Flow battery systems face significant challenges from corrosion, which can degrade critical components and reduce system efficiency over time. The corrosion mechanisms vary depending on the electrolyte chemistry, operating conditions, and materials used in electrodes, current collectors, and tanks. Understanding these processes is essential for improving system longevity and performance.

Electrode corrosion occurs due to electrochemical reactions between the electrode material and the electrolyte. In vanadium redox flow batteries, carbon-based electrodes are commonly used, but they can suffer from oxidation at high potentials, leading to surface functionalization and structural weakening. Over time, this reduces electrochemical activity and increases resistance. In iron-chromium systems, the chromium electrode may undergo passivation, forming a surface oxide layer that impedes reaction kinetics. For zinc-bromine flow batteries, zinc dendrite formation and uneven deposition can create localized corrosion hotspots, accelerating material degradation.

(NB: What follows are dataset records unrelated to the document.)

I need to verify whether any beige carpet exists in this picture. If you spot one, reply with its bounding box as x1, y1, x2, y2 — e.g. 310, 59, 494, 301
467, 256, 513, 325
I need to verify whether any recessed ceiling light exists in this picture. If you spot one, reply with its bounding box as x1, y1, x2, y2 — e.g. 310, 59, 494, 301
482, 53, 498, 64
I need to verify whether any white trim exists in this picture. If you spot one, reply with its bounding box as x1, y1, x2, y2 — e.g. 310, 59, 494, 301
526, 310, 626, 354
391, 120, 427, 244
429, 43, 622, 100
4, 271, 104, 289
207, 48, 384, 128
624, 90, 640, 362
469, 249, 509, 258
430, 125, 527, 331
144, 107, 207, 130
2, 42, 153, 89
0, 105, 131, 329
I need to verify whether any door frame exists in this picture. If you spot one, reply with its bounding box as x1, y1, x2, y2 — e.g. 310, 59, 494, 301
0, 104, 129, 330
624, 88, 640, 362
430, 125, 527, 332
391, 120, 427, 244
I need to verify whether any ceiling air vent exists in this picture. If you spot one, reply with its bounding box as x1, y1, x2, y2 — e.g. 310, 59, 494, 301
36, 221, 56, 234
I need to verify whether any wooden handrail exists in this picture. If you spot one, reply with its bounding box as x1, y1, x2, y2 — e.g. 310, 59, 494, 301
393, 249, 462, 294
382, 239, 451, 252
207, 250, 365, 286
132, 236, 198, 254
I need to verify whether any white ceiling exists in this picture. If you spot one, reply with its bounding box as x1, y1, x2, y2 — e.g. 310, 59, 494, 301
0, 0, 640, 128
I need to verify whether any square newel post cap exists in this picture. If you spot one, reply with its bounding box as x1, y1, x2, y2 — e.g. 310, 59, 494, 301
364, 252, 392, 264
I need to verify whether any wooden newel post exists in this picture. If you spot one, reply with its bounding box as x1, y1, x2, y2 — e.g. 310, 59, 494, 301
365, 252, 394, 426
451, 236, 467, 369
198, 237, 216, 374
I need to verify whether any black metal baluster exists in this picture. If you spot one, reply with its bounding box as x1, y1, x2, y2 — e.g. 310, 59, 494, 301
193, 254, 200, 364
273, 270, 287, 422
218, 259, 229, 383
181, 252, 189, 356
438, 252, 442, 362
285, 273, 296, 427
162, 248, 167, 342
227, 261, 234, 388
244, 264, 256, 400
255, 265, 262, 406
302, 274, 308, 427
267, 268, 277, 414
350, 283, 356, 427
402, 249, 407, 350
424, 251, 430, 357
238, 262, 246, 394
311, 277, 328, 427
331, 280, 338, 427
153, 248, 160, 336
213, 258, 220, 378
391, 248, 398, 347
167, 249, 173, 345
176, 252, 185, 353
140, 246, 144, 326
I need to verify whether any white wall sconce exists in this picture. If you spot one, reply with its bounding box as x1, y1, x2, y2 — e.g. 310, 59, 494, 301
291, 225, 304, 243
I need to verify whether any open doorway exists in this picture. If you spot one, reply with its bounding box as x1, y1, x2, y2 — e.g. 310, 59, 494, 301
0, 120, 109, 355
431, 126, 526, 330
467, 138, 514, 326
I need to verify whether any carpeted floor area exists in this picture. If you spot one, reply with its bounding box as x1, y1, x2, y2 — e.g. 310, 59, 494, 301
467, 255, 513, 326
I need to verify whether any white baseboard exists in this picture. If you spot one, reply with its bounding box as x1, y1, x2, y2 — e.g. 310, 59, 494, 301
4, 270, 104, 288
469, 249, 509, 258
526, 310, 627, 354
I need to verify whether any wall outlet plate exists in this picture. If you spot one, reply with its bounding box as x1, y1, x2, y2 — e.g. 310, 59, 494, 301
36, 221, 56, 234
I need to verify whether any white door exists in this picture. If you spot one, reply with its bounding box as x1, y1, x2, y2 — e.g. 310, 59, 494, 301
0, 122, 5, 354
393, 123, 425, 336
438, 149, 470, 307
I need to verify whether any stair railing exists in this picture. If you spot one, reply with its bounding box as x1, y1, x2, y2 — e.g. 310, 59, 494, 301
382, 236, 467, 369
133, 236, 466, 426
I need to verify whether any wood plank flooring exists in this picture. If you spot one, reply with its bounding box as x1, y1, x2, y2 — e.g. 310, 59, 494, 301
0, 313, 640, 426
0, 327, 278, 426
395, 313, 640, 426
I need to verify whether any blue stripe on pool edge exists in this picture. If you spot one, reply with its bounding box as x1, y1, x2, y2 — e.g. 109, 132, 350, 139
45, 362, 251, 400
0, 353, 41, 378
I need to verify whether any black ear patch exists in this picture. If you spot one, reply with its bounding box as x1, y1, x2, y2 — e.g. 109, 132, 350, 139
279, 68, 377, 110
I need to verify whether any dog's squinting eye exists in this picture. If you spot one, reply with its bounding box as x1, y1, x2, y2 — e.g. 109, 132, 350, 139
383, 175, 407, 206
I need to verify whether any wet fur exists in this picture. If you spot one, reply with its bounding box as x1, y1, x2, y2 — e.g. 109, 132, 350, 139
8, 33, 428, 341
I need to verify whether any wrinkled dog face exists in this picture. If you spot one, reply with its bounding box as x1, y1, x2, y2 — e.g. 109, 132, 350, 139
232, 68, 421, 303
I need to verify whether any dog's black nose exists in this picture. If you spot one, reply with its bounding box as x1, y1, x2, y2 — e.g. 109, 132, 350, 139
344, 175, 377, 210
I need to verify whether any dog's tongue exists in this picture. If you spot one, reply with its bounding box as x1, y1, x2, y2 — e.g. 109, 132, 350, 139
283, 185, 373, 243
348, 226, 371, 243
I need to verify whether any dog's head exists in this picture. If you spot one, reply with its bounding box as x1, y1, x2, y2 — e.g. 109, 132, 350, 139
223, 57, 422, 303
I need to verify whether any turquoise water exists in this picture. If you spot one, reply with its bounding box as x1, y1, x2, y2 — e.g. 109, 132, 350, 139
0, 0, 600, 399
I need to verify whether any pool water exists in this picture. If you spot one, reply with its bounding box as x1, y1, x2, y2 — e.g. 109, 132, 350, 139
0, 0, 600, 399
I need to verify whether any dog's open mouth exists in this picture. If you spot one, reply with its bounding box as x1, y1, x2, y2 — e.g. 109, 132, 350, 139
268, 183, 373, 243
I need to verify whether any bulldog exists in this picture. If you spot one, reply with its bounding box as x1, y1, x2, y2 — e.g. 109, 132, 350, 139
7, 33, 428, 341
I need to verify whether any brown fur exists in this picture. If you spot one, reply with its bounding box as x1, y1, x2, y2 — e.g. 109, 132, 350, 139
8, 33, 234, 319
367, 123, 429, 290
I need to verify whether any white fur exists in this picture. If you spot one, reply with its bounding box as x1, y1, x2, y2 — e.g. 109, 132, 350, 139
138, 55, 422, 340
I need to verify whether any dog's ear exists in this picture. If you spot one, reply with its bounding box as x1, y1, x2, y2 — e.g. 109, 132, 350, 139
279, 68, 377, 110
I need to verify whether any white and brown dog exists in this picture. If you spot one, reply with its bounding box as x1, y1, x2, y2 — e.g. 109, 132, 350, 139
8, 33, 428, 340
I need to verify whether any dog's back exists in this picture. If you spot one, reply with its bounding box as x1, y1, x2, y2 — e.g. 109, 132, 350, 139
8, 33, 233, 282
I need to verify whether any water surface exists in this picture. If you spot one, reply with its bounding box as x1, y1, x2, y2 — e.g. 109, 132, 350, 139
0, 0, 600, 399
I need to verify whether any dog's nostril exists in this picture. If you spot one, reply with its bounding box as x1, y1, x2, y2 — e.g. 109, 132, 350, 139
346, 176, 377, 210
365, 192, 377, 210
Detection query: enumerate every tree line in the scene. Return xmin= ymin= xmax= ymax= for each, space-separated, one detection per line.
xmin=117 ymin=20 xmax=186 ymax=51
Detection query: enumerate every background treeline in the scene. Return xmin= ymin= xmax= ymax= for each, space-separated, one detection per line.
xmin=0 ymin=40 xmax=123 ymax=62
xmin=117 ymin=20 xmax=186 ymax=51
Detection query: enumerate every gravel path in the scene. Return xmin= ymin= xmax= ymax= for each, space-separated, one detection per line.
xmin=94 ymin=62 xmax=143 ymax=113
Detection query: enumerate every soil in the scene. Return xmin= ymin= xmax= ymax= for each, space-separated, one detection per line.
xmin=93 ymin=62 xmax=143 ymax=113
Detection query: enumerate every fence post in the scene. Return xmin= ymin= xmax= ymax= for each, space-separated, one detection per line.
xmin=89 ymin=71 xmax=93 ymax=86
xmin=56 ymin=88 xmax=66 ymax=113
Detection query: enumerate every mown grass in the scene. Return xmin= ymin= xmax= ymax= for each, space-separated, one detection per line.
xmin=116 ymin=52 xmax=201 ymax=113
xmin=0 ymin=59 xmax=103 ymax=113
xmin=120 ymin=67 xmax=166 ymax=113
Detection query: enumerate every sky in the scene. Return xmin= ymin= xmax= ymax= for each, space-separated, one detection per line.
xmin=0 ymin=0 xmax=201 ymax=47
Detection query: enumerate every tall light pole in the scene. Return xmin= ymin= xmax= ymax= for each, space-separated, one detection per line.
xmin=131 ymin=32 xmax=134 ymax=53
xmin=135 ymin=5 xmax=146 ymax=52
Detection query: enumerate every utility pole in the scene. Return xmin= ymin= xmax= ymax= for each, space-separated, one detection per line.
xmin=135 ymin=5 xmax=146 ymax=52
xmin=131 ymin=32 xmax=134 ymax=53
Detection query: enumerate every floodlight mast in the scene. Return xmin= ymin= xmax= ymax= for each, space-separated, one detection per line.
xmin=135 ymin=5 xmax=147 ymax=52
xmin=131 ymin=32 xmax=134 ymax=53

Current collectors, typically made of metals or conductive polymers, are prone to galvanic corrosion when exposed to acidic or alkaline electrolytes. Graphite and carbon composites are often used due to their chemical stability, but metallic current collectors such as titanium or stainless steel may corrode in highly oxidizing environments. In all-vanadium systems, stainless steel can experience pitting corrosion in the presence of vanadium ions at elevated temperatures. Copper current collectors, sometimes used in hybrid flow batteries, are particularly vulnerable to dissolution in acidic electrolytes.

Tank material compatibility is another critical factor. Polyethylene and polypropylene tanks are resistant to most aqueous electrolytes but may degrade when exposed to organic solvents or highly concentrated acids. Fiber-reinforced plastics offer better mechanical strength but require careful selection of resin matrices to prevent electrolyte permeation and swelling. Metallic tanks, though durable, must be lined with corrosion-resistant coatings when used with aggressive electrolytes.

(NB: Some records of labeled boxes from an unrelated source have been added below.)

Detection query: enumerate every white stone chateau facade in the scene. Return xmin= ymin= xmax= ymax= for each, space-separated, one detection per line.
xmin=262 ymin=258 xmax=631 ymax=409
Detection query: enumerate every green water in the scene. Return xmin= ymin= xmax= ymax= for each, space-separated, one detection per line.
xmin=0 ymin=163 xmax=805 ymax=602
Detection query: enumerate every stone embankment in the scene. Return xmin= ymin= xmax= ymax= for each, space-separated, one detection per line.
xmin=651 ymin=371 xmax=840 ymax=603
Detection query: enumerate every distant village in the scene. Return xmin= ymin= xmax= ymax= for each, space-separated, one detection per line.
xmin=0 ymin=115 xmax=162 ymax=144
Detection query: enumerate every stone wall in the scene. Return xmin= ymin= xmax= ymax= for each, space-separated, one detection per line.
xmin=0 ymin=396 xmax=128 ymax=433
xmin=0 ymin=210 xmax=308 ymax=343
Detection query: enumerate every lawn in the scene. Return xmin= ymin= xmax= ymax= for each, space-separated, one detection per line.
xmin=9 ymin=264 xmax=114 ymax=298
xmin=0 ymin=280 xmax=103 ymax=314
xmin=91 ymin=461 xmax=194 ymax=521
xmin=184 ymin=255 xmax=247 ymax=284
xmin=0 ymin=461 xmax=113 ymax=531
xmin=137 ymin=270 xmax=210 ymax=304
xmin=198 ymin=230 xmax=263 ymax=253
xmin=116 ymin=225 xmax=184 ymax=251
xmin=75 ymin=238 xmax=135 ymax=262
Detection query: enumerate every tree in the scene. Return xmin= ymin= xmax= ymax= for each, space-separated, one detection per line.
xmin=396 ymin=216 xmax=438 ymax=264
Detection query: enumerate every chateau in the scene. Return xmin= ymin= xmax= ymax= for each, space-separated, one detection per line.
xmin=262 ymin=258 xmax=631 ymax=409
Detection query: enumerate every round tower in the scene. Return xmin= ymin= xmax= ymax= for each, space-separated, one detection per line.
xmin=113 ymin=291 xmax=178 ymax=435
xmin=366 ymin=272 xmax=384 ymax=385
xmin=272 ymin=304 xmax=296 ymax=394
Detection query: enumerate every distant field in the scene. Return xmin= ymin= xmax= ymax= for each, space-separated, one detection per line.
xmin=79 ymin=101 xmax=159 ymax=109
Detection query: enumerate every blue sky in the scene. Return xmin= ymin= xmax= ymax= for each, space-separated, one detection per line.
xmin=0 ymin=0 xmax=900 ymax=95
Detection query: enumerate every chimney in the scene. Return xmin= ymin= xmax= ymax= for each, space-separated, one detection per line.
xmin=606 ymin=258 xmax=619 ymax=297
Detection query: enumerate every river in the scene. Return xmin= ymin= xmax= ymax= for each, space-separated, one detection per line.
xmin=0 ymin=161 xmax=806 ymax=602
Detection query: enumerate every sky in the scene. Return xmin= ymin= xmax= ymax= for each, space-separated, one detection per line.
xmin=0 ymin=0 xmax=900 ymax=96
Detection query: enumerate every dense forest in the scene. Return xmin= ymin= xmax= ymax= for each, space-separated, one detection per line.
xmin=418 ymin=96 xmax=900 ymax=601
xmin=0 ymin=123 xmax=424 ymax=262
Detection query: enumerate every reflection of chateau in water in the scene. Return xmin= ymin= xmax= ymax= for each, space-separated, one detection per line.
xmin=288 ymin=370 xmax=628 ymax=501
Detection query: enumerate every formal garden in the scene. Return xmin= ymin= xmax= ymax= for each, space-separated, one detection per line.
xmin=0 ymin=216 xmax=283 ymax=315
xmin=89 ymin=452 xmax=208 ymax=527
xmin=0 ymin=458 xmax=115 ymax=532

Accelerated test methods help evaluate corrosion resistance under extreme conditions. Potentiodynamic polarization tests measure corrosion rates by applying a voltage sweep to the material in the electrolyte. Electrochemical impedance spectroscopy assesses the formation of protective layers and their stability over time. Immersion tests under elevated temperatures or higher concentrations of reactive species simulate long-term degradation in a shorter timeframe. These methods allow researchers to compare material performance and predict service life.

Protective coatings play a crucial role in mitigating corrosion. Conductive polymer coatings such as polyaniline or polypyrrole can form a barrier on metal surfaces while maintaining electrical conductivity. Ceramic coatings like titanium nitride or zirconium oxide provide excellent chemical inertness but may be brittle under mechanical stress. Carbon-based coatings, including graphene or diamond-like carbon, offer a balance between conductivity and corrosion resistance. Recent studies have shown that hybrid coatings combining polymers with inorganic nanoparticles can enhance both durability and electrochemical performance.

Material selection depends heavily on the electrolyte chemistry. For acidic electrolytes, such as those in vanadium or iron-chromium systems, materials with high oxidation resistance are necessary. Titanium and its alloys are preferred for critical components due to their passive oxide layer. In alkaline electrolytes, nickel and nickel-plated steels perform well, while carbon-based materials remain stable. For organic electrolytes, stainless steel with fluoropolymer coatings is often used to prevent solvent-induced degradation.

Recent research has focused on corrosion-resistant alloys and advanced composites. High-entropy alloys, which incorporate multiple principal elements, have demonstrated exceptional resistance to localized corrosion in flow battery environments. Nickel-molybdenum alloys show promise for use in highly reducing conditions, while tantalum-clad materials provide long-term stability in oxidizing electrolytes. Conductive polymers doped with corrosion inhibitors, such as cerium or molybdate ions, have also shown potential in suppressing degradation mechanisms.

Operating conditions significantly influence corrosion rates. Elevated temperatures accelerate chemical reactions, while high current densities can promote uneven dissolution. Maintaining optimal electrolyte flow rates minimizes stagnant zones where corrosion products may accumulate. Periodic electrolyte rebalancing and impurity removal help mitigate side reactions that contribute to material breakdown.

In summary, corrosion in flow battery systems is a multifaceted challenge that requires careful consideration of materials, coatings, and operating parameters. Advances in corrosion-resistant alloys, protective coatings, and accelerated testing methods continue to improve system reliability. Future developments in material science and electrochemical engineering will further enhance the durability and efficiency of flow battery technologies.